Fig. 3 Past recombination between MCAN strains and the MTBC ancestor.

(A) Histogram distribution of the recombination fragment ages using the 5-ka (thousand year) scenario (54). A more detailed view can be found in fig. S3, with the confidence intervals plotted. (B) Gene Ontology terms overrepresented in the coding regions contained in the recombinant fragments. Adj., adjusted; BH, Benjamini-Hochberg.

If recombination played a major role in shaping the MTBC ancestral genome with regard to pathogenesis, then we would expect some functions related to the interaction with the host to be affected. We observed an enrichment in experimentally confirmed essential genes in the regions involved in recombination events, suggesting that recombination targeted important cell functions (P < 0.01, chi-square test). An enrichment analysis of Gene Ontology terms for the genes contained in these regions identified functions related to growth and, most specifically, to the category “growth involved in symbiotic interactions inside a host cell” as significantly overrepresented (adjusted P < 0.05, binomial test) (Fig. 3B). This category can be interpreted as genes involved in a strong association between the pathogen and the host. Most of the genes involved have been implicated in virulence using animal models of infection (see Discussion).
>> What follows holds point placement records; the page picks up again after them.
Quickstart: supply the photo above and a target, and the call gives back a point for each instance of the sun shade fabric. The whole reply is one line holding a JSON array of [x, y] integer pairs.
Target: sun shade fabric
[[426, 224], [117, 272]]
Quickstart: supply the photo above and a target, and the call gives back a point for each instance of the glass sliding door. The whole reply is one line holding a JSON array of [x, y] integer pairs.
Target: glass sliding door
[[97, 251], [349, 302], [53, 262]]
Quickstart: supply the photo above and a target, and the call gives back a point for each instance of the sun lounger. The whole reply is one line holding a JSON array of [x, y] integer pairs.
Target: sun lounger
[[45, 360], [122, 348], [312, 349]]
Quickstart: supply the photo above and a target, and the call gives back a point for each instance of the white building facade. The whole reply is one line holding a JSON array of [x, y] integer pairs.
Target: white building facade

The recombination profile shown in Fig. 2 suggests that the MTBC ancestor recombined with MCAN ancestral strains and, thus, they shared a common niche. A sympatric model of speciation predicts that some parts of the genome will be involved in adaptation to a new niche (3). The hallmark trace would be the accumulation of variants differentiating the emerging species, at the genome-wide level or in a few loci, as a consequence of reduced recombination between both groups. We identified all the variant positions that appear in the ancestral branch of the MTBC but remain unchanged in all the MCAN strains, the so-called divergent variants (divSNPs). These divSNPs are new alleles unique to the MTBC ancestor and not present in any of the MCAN strains. The distribution of divSNPs per gene revealed that only few of the genes accumulated divSNPs in the branch leading to the ancestor, while most genes did not (Fig. 4A). This pattern is compatible with population differentiation models in which niche overlap between emerging species is high (2). The genome-wide landscape of divergent variants (n = 5688; Fig. 4B) revealed that a total of 120 genes harbored more divergent variants than expected by chance (see Materials and Methods) (Fig. 4B).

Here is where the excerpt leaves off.